The length of this array is equal to the length of the array b. Refer to columns array description in Sparse Matrix Storage Formats for more details.

ib

Array of length m + 1 when trans = 'N' or 'n', or n + 1 otherwise.

This array contains indices of elements in the array b, such that ib[i] - ib[0] is the index in the array b of the first non-zero element from the row i. The value of the last element ib[m] or ib[n] is equal to the number of non-zero elements of the matrix B plus one. Refer to rowIndex array description in Sparse Matrix Storage Formats for more details.

nzmax

The length of the arrays c and jc.

This parameter is used only if request=0. The routine stops calculation if the number of elements in the result matrix C exceeds the specified value of nzmax.

Output Parameters

c

Array containing non-zero elements of the result matrix C. Its length is equal to the number of non-zero elements in the matrix C. Refer to values array description in Sparse Matrix Storage Formats for more details.

jc

Array containing the column indices plus one for each non-zero element of the matrix C.

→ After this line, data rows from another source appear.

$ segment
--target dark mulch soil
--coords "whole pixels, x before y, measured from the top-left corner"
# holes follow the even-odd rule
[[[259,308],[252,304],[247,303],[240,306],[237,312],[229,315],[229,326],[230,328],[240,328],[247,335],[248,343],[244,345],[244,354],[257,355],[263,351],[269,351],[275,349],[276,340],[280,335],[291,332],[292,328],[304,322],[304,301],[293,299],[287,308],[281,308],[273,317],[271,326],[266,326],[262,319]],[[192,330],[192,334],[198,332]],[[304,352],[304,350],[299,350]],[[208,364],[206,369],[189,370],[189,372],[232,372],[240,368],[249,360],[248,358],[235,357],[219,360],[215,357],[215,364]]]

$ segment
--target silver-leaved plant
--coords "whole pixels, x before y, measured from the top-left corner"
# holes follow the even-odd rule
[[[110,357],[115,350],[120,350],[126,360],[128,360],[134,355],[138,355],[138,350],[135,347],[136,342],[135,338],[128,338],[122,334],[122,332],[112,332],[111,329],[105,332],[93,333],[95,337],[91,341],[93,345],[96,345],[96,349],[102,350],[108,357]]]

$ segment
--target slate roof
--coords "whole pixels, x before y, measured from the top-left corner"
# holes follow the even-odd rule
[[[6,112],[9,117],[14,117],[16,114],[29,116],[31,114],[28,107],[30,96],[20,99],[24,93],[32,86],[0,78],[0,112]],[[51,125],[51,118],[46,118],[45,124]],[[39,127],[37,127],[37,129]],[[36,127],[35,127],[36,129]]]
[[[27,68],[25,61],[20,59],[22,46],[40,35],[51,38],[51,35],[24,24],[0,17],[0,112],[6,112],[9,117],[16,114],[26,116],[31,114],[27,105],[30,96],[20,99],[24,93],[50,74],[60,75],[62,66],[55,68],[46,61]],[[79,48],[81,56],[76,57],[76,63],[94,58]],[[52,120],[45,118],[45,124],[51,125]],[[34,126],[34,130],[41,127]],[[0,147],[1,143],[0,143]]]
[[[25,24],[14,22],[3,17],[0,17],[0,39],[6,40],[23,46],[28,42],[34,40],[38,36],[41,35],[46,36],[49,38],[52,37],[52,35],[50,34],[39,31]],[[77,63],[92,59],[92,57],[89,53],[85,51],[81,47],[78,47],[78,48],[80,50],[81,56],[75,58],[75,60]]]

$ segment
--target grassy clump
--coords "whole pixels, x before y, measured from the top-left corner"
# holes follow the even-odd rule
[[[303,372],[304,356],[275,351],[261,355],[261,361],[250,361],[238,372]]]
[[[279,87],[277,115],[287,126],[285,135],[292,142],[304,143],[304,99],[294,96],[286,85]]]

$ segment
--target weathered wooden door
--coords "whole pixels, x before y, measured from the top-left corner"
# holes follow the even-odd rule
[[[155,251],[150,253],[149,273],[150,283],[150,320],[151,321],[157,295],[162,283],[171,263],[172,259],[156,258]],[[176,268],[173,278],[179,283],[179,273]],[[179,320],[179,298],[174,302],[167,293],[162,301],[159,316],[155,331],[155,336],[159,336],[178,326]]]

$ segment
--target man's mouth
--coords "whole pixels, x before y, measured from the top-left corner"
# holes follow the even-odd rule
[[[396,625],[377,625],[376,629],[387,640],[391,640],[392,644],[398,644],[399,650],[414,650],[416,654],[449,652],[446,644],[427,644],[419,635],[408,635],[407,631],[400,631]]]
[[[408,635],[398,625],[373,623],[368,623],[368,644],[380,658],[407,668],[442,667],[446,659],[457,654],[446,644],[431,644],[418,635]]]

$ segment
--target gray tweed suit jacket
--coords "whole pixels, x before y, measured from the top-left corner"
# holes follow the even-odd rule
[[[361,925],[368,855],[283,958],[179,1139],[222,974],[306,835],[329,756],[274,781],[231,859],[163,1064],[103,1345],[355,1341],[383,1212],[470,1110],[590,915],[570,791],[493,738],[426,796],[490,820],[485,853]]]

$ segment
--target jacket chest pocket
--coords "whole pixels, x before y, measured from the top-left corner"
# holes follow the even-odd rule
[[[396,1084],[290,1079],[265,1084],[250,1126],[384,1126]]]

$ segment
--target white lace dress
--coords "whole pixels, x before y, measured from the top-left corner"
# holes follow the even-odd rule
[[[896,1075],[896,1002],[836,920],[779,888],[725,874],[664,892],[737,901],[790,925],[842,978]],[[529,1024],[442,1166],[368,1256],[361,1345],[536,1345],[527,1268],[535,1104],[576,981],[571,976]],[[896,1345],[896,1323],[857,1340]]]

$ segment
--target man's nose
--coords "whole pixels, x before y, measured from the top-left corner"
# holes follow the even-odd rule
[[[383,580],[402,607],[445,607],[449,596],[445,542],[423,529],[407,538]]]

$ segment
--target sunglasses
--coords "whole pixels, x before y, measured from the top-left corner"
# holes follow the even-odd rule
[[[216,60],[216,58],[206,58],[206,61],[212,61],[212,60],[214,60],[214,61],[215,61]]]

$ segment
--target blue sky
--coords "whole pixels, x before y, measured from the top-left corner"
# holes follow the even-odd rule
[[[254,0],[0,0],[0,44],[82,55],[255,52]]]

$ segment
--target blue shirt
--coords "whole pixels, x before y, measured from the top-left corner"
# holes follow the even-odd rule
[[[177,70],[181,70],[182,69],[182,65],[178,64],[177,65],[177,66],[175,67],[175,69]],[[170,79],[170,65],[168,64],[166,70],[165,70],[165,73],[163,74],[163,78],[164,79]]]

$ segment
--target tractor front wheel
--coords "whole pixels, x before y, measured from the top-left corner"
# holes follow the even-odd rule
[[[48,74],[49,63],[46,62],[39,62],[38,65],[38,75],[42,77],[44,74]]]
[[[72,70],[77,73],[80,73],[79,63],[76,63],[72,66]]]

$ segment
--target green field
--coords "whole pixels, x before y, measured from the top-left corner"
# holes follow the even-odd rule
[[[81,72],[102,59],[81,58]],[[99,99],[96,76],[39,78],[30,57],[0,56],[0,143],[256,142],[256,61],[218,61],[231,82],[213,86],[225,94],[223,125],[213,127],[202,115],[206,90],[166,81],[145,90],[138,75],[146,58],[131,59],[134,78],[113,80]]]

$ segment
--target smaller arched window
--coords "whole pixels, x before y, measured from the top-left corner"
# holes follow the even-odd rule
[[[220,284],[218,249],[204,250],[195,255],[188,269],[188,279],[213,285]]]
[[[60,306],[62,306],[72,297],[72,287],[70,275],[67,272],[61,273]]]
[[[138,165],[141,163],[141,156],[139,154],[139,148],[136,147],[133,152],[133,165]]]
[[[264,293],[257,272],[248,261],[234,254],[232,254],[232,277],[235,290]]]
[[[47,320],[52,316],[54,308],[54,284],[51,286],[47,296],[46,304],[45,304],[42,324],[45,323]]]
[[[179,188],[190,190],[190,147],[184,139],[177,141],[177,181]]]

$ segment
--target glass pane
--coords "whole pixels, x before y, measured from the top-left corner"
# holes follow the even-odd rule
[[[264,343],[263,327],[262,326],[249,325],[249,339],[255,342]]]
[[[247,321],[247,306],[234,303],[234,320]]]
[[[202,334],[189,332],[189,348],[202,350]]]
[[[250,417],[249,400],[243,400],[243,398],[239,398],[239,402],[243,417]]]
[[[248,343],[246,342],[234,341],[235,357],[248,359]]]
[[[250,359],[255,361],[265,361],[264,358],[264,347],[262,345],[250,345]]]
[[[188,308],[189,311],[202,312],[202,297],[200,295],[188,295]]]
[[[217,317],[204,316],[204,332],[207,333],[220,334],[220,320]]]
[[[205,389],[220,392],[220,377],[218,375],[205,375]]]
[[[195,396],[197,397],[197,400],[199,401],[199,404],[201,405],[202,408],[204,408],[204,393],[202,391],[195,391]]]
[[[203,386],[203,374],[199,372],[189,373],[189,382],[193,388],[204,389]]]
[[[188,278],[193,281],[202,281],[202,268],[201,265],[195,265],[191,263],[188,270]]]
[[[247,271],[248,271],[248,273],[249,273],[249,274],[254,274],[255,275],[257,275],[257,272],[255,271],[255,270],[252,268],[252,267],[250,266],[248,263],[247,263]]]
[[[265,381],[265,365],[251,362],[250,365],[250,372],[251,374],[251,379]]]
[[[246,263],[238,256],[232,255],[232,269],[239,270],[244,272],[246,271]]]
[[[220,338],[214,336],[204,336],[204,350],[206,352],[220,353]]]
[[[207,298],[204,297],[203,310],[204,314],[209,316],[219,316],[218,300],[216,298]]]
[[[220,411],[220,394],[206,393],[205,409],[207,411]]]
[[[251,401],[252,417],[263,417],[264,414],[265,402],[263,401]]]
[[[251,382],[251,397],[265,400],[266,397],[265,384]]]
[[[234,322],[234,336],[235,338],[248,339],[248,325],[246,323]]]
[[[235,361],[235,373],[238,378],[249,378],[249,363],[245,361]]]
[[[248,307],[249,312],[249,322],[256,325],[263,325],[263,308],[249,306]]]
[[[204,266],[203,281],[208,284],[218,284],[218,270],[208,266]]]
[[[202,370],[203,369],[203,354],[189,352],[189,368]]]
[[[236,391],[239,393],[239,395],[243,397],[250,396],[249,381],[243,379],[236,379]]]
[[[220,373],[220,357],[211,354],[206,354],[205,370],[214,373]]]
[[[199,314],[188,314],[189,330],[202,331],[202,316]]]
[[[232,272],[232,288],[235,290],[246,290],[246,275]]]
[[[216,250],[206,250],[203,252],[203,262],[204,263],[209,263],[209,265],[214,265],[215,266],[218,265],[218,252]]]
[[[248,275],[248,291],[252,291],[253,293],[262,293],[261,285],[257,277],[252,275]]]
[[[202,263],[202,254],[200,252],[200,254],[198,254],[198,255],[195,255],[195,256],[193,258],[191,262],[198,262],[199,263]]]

The length of this array is equal to the length of the array c. Refer to columns array description in Sparse Matrix Storage Formats for more details.

ic

Array of length m + 1, containing indices of elements in the array c, such that ic[i] - ic[0] is the index in the array c of the first non-zero element from the row i. The value of the last element ic[m] is equal to the number of non-zero elements of the matrix C plus one. Refer to rowIndex array description in Sparse Matrix Storage Formats for more details.

info

If info=0, the execution is successful.

If info=I>0, the routine stops calculation in the I-th row of the matrix C because number of elements in C exceeds nzmax.

If info=-1, the routine calculates only the size of the arrays c and jc and returns this value plus 1 as the last element of the array ic.